Franz Liszt d’Emmanuelle Pireyre et Anna Katharina Scheidegger, Éd. de la Philharmonie, coll. « Supersoniques », 64 p., 13 €

Poète et romancière écrivant avec esprit sur les mutations contemporaines – lire sa Féérie générale – Emmanuelle Pireyre s’associe à l’artiste Anna Katharina Scheidegger pour raconter les aventures tsiganes de Liszt. Elle puise pour cela dans Des Bohémiens et de leur musique en Hongrie, ouvrage que publia le compositeur hongrois en 1859, mais qui fut écrit pour l’essentiel par sa maîtresse Caroline de Wittgenstein qui y introduisit de nombreuses fantaisies. Qu’importe, tout livre étant à interpréter, celui-ci permet à Emmanuelle Pireyre d’écrire le sien en miroir, avec un séduisant sens floral de la narration faisant éclore moult idées.

Un jour à Paris, le comte Teleki, ami de Liszt connaissant sa passion pour les Bohémiens, lui offre un garçon tsigane d’une douzaine d’années, Josy, qu’il avait racheté à sa famille en Hongrie. Séparé de Marie d’Agoult et de ses trois enfants, requis par ses tournées, Liszt le confie à sa mère tout en tentant une étrange expérience. Il essaye de faire apprendre au garçon la musique savante européenne tout en préservant en lui la spontanéité intuitive issue de la musique tsigane. Cette hasardeuse hybridation de pédagogie musicale fut un échec total! Bien connu des lisztiens, ce tenace tropisme tsigane commence dans l’enfance du jeune Franz lorsqu’il découvre une troupe de Bohémiens de passage à Doborján, petit village hongrois où vit sa famille. Programmé pour devenir un virtuose du piano par son père Adam, musicien contrarié devenu intendant du cheptel d’ovins du prince.
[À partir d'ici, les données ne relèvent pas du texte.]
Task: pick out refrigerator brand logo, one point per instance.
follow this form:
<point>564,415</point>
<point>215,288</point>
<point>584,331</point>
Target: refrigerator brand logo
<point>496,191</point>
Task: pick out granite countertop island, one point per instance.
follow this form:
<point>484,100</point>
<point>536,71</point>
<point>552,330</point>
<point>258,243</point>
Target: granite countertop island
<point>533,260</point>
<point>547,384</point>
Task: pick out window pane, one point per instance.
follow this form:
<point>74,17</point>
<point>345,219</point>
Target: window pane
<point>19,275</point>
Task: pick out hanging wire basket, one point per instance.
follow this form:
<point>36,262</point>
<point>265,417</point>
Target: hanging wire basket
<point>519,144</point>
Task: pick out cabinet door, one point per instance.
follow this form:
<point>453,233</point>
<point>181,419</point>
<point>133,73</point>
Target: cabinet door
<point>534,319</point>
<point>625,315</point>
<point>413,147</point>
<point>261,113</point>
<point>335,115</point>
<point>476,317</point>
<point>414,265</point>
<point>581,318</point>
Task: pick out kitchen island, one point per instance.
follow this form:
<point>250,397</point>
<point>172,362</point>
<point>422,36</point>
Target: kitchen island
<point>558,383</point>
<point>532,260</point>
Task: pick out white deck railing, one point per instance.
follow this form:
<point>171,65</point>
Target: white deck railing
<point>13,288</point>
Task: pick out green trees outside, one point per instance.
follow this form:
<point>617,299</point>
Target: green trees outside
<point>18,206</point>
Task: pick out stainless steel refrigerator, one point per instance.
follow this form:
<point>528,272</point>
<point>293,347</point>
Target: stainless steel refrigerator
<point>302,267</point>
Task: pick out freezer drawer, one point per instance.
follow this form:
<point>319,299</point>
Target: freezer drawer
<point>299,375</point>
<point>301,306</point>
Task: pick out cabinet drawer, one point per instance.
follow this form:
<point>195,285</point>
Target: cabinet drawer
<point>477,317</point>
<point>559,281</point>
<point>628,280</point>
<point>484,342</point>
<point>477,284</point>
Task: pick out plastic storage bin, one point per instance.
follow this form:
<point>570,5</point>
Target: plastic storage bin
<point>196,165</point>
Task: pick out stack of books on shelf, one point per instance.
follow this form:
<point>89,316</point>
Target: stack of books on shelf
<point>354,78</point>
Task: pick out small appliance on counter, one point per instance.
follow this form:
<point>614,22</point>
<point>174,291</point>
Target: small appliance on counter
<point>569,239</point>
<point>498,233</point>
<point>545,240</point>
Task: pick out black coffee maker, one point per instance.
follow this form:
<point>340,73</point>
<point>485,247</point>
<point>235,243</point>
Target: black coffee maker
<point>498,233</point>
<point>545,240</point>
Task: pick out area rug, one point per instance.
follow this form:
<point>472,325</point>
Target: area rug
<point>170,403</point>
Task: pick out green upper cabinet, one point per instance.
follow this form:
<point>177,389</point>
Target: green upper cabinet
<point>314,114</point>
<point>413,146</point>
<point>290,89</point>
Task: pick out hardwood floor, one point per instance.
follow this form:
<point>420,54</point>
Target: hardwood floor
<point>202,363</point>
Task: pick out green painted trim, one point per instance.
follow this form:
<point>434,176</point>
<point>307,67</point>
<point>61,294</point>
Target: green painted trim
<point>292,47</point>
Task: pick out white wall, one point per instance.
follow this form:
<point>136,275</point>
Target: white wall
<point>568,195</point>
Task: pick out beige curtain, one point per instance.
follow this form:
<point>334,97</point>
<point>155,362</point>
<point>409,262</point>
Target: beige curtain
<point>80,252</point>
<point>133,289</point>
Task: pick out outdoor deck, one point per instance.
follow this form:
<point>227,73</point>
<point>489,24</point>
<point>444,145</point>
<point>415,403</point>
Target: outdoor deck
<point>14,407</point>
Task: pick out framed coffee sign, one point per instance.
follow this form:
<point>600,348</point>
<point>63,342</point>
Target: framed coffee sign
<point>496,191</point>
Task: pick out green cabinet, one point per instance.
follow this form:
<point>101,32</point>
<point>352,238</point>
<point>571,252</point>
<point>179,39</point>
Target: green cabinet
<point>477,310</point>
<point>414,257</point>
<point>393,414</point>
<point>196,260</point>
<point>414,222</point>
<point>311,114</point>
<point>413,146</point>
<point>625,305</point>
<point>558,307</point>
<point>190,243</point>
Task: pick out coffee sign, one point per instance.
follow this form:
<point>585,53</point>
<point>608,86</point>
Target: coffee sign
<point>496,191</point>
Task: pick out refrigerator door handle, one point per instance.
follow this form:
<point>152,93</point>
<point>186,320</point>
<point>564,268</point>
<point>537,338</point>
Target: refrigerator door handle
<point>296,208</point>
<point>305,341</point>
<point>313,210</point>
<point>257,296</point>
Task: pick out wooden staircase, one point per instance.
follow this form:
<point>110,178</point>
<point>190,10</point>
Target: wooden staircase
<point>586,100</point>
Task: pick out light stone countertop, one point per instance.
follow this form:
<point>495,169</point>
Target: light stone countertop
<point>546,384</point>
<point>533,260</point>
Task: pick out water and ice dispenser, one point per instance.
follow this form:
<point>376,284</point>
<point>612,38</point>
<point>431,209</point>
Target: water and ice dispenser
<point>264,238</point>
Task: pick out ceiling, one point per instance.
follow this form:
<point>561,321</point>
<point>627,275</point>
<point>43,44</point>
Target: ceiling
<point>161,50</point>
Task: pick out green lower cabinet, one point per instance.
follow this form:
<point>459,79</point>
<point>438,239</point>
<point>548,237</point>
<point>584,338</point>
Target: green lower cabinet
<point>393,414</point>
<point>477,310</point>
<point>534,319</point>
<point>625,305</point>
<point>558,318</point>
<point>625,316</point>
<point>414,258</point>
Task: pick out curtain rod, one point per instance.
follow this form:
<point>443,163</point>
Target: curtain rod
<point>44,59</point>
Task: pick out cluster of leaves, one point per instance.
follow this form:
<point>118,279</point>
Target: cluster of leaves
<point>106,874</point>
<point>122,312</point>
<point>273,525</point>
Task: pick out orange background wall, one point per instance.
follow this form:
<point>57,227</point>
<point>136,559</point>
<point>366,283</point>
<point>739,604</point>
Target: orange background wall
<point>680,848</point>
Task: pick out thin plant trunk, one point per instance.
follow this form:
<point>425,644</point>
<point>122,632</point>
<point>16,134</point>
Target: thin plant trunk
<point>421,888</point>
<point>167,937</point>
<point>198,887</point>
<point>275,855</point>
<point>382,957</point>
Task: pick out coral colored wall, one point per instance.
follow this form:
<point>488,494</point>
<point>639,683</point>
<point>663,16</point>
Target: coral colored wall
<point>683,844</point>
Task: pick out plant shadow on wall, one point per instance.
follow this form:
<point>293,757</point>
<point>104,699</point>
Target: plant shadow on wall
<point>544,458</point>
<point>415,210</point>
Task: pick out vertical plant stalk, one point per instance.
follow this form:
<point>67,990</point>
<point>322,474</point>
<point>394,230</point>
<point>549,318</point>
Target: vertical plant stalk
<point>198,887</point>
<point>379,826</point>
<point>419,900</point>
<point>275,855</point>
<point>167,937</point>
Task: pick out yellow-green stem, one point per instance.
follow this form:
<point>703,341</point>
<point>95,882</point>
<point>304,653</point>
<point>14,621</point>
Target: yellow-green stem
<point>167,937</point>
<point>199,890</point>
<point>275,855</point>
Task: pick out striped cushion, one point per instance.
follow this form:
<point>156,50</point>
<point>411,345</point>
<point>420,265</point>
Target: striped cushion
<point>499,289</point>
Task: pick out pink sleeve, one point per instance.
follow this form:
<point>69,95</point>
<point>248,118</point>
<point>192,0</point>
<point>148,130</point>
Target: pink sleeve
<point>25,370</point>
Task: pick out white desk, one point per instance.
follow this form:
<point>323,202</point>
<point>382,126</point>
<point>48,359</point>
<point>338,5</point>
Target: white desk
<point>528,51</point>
Esterházy, le garçon ne peut qu’aimer la liberté des Tsiganes. Ceux- ci voient le monde séparé en deux catégories : les voyageurs, dont ils sont l’incarnation, et les sédentaires, qu’ils nomment gadjé. À sa manière, Liszt est l’un d’entre eux, voyageur impénitent parcourant inlassablement l’Europe, de récital en récital. À 28 ans, en 1839, il retrouve les Bohémiens de son enfance dans la clairière d’une forêt de son pays natal. « Dans ce cadre enchanté, les Tsiganes jouèrent leur musique pour eux- mêmes et leur unique invité : une musique ensorcelante, qui commença par aller lentement chercher sur le tempo alangui du lassú la couche sombre de douleur humaine au plus profond des participants, puis accéléra en friss, danse rapide d’une folle allégresse. »

Plus tard, en écrivant ses Rhapsodies hongroises, Liszt se souvient de toutes ces musiques tsiganes entendues. Il analyse leurs structures, avec ces modulations intermédiaires sautant d’une tonalité à l’autre et créant d’audacieux changements harmoniques et rythmiques. Une audace présente aussi chez Emmanuelle Pireyre, qui voit dans le cheminement vers l’atonalité de Liszt un écho au « promontoire ultra fleuri, sylvestre et enchanté où il a vu les Bohémiens déstructurer joyeusement le système tonal et entremêler la musique au tumulte de la vie ». Cette étonnante hypothèse participe aux surprises ciselées de ces bucoliques variations lisztiennes.